A typical relational database is organized into structured tables. The tables have records stored in each row, and the fields associated with each record are organized into columns. Users and applications retrieve information from the tables by making queries to the database that search one or more tables for content that meets certain criteria. These queries may be drafted to look for trends in data that explain or predict the occurrence of a particular phenomenon.
For example, assume a banking executive creates a low risk lending package for car buyers, but the car buyers simply are not purchasing the lending package. A marketing analyst may consult a sales database to determine how to increase sales. The marketing analyst could query a sales database containing similar lending packages over the course of previous years to determine trends in packages that sell well. An example query that may be issued for this purpose may have the following form in SQL:
SELECT sales, dates, risk FROM lendingPKG_sales_table ORDER BY date;
After sorting the sales by date, the marketing analyst may notice that high risk packages sell best during the summer months and low risk packages sell best during the winter months.
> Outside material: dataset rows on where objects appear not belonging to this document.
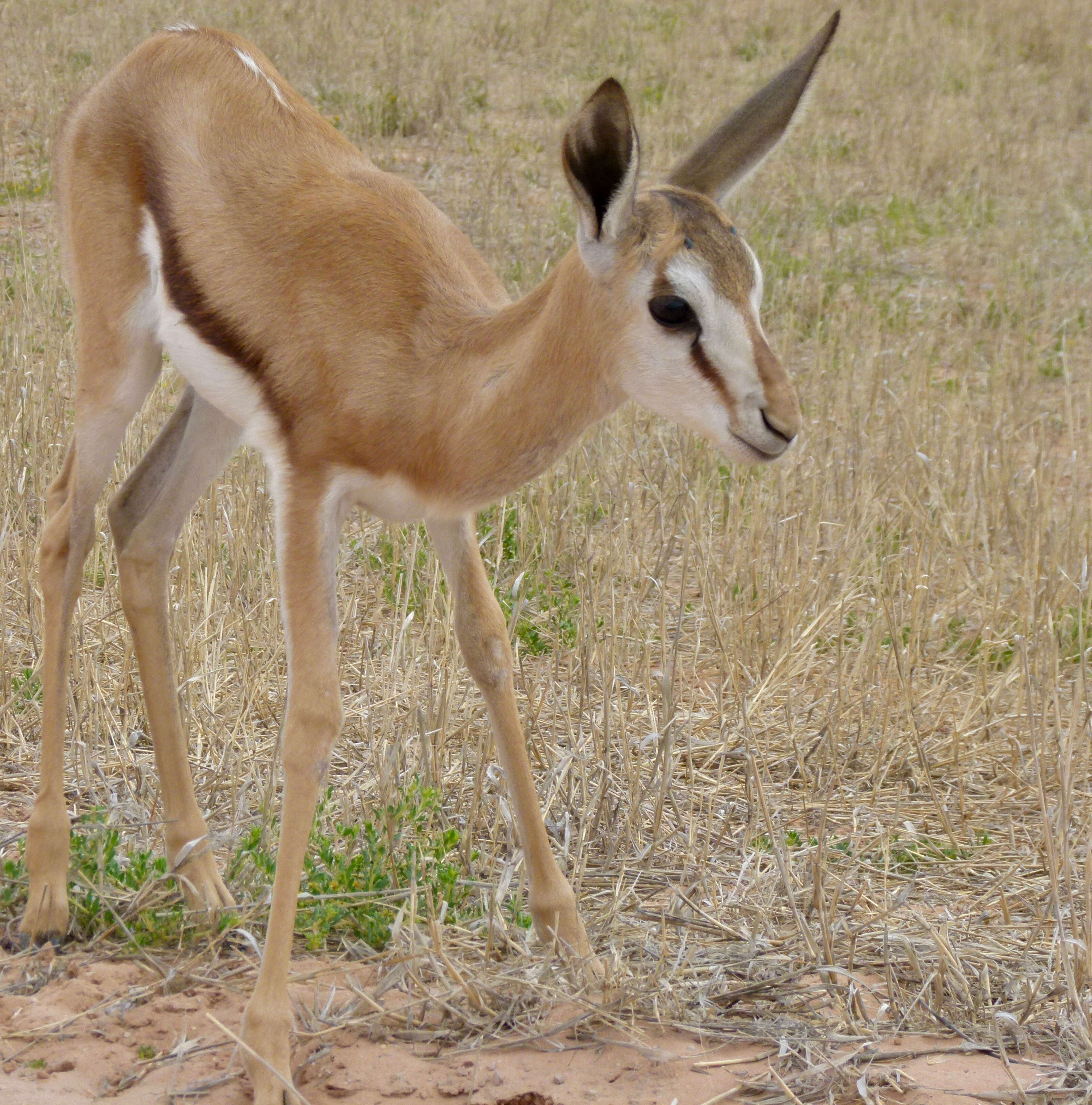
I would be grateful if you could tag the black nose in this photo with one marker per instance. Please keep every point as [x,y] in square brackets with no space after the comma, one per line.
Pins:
[773,429]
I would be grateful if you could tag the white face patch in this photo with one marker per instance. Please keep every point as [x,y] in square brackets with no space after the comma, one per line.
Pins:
[666,378]
[758,286]
[259,72]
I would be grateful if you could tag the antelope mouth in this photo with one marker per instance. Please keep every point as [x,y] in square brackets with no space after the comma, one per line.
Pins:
[754,454]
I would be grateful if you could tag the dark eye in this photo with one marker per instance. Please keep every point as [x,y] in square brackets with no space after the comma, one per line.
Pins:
[671,311]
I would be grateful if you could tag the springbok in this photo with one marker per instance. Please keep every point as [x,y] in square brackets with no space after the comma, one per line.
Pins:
[327,314]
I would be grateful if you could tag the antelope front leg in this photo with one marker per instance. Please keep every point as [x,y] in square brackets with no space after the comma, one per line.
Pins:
[307,547]
[483,638]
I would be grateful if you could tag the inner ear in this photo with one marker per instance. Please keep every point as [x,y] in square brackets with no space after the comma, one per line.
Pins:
[601,153]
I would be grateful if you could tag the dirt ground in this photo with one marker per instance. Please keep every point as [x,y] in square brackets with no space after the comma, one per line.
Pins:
[91,1030]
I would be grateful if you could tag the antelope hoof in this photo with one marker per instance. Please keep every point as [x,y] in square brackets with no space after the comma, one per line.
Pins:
[47,913]
[267,1030]
[559,924]
[204,888]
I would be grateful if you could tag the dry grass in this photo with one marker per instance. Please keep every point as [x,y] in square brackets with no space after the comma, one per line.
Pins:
[829,713]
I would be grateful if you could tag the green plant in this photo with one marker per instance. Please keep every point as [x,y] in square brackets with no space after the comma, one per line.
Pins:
[350,868]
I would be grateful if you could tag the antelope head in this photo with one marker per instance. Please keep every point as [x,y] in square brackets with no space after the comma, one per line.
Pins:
[690,286]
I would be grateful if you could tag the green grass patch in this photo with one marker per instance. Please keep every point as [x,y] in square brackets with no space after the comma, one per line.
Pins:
[348,884]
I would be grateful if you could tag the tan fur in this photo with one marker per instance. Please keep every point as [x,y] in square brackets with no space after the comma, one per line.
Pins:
[388,362]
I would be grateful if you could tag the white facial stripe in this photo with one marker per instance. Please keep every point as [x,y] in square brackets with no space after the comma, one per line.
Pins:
[725,337]
[258,71]
[757,288]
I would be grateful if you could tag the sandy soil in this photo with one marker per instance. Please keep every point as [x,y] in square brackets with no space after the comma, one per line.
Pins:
[105,1015]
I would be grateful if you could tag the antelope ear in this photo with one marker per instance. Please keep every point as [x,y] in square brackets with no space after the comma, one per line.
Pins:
[602,156]
[739,145]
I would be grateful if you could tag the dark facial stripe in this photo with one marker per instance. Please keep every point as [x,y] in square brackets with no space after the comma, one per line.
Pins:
[706,367]
[191,301]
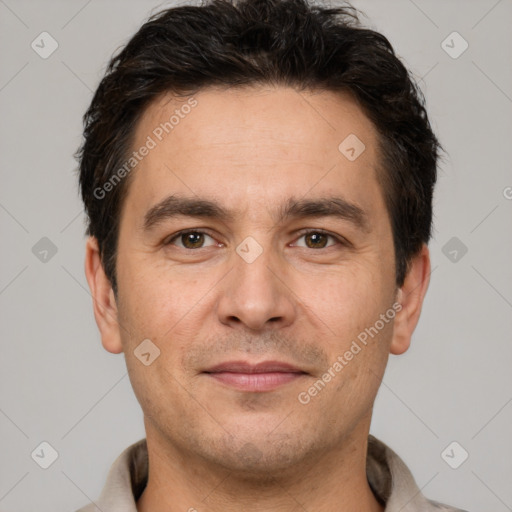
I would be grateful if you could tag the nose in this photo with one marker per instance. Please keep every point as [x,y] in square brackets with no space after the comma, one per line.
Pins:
[257,295]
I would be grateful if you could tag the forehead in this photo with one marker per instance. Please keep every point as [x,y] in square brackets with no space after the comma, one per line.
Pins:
[254,146]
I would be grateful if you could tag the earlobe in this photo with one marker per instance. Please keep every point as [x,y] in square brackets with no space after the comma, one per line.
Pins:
[104,303]
[410,297]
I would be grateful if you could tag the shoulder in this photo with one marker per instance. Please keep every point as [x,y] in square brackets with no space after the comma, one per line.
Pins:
[444,508]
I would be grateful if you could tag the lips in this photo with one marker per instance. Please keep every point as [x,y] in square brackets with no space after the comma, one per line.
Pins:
[264,376]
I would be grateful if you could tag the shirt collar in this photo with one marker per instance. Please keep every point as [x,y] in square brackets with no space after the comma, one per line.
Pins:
[389,478]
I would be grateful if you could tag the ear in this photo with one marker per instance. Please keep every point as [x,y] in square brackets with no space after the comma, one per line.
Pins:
[104,303]
[411,296]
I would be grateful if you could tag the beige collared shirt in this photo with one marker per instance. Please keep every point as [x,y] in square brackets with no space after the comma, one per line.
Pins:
[388,476]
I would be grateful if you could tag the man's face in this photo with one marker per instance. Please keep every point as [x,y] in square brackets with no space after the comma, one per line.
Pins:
[253,286]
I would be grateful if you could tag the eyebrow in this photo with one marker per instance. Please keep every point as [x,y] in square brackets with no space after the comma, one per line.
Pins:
[175,206]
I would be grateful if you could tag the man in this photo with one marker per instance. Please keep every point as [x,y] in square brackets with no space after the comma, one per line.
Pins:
[258,178]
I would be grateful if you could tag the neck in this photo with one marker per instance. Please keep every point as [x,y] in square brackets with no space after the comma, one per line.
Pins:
[181,481]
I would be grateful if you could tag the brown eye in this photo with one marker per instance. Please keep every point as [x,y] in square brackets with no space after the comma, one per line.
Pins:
[315,240]
[189,240]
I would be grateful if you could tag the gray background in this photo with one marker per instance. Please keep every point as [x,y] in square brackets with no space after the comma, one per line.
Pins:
[57,383]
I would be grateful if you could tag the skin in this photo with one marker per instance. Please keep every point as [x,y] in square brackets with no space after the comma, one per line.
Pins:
[212,447]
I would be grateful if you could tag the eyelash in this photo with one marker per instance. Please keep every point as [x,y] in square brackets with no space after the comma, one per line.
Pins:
[338,239]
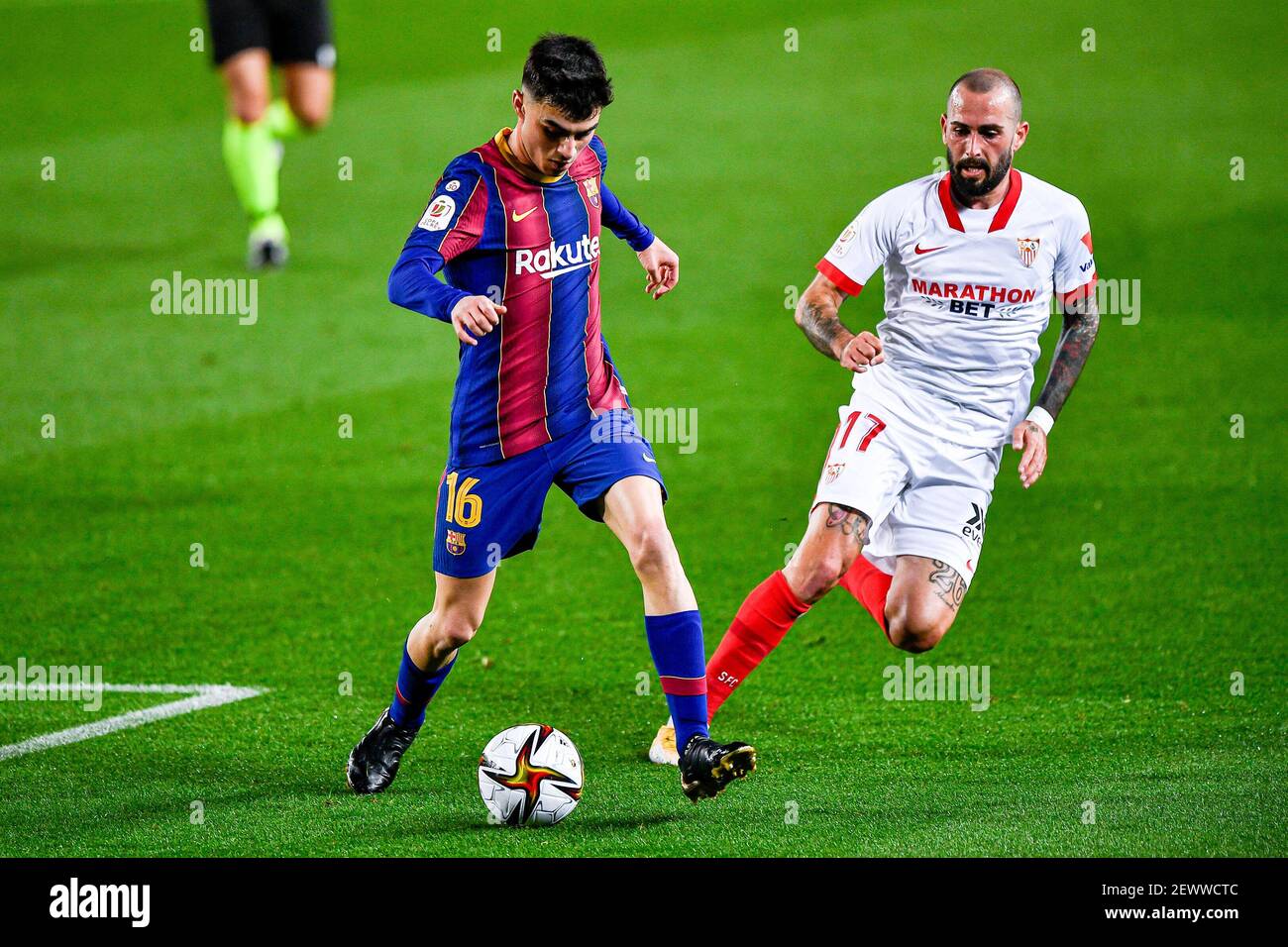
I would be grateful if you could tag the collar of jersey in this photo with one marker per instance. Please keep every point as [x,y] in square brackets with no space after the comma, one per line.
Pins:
[503,147]
[1001,217]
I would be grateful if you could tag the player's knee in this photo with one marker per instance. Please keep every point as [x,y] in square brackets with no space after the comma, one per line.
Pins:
[816,575]
[455,630]
[914,629]
[312,115]
[652,549]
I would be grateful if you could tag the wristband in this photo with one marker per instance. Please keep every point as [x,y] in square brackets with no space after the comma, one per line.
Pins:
[1041,418]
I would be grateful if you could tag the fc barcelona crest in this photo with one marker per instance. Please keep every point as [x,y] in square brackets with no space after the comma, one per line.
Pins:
[1028,249]
[455,543]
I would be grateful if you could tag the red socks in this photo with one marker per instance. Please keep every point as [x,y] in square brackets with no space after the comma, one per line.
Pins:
[765,616]
[870,585]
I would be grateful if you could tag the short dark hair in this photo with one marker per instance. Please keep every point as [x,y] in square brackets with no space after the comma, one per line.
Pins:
[988,80]
[567,72]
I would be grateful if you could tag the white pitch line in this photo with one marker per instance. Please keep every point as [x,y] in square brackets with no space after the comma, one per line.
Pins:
[204,696]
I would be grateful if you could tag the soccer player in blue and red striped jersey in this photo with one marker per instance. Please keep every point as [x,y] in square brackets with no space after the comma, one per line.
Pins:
[515,227]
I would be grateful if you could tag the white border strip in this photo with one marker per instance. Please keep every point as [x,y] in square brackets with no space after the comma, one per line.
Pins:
[204,696]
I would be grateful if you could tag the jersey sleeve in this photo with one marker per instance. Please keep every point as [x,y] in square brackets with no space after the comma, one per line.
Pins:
[1074,263]
[450,226]
[614,214]
[862,248]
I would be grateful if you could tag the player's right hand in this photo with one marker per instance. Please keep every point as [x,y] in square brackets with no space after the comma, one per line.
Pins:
[861,351]
[476,316]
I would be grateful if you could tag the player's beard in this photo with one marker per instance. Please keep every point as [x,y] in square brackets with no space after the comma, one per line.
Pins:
[965,187]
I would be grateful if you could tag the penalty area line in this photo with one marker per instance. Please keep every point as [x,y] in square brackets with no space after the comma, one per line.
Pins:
[204,696]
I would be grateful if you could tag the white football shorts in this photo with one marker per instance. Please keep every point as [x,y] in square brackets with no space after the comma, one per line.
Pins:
[925,495]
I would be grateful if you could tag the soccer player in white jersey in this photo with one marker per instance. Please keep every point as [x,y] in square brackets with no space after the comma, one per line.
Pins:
[970,260]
Based on this trend, the marketing analyst may report that lending packages should be tailored to sell to car buyers for a particular season.
Arriving at a hypothesis that correlates risk with the time of year requires creating a query to a specific table in a database having the required fields to test this correlation. In this example, the records containing “sales”, “date”, and “risk” are pulled from data already organized into columns labeled “sales”, “date”, and “risk”.
Unfortunately, a single database containing these fields may not exist. When the necessary databases do not already exist, a data analyst may attempt to ascertain trends from large quantities of data, referred to as “big data” without having the data organized into a single table that may be queried to readily show trends in the data.
Big data may comprise thousands or even hundreds of thousands of files that are organized into different data structures. Navigating this data may be difficult due to the size of the data (terabytes to petabytes) and the heterogeneous nature of the files. A dataset consisting of big data may comprise numerous files with many different key-value pairs. For example, consider the following file.
{{Name:Jon, Date:Sep-1-2014}{Name:Ben, Date:Sep-2-2014}{Name:Erin, Date:Sep-3-2014, Phone:555-1234}
Here, there are three records, with two key-value pairs in each record. Specifically, there are two records with key-value pairs for the keys “name” and “date”, while the third record contains key-value pairs for the keys “name”, “date”, and “phone”.
Typically, data scientists perform a shot-in-the-dark approach to analyzing big data in hopes of finding useful trends. In the shot-in-the-dark approach, an analyst asks a data scientist or a programmer to scan for a particular type of data. The data scientist or programmer then writes a program to search the big data dataset to find that particular type of data. When the results are not useful, the data scientist asks for some other type of data until something useful is found. This time consuming process may easily go back and forth for weeks, with the data analyst trying to ascertain useful data from un-useful data. Additionally, each iteration of programming requires a new efficient algorithm that can be performed against the big data. The abilities of the data analyst may limit the data scientist in his or her approach to solving the problem.
The approaches described in this section are approaches that could be pursued, but not necessarily approaches that have been previously conceived or pursued. Therefore, unless otherwise indicated, it should not be assumed that any of the approaches described in this section qualify as prior art merely by virtue of their inclusion in this section.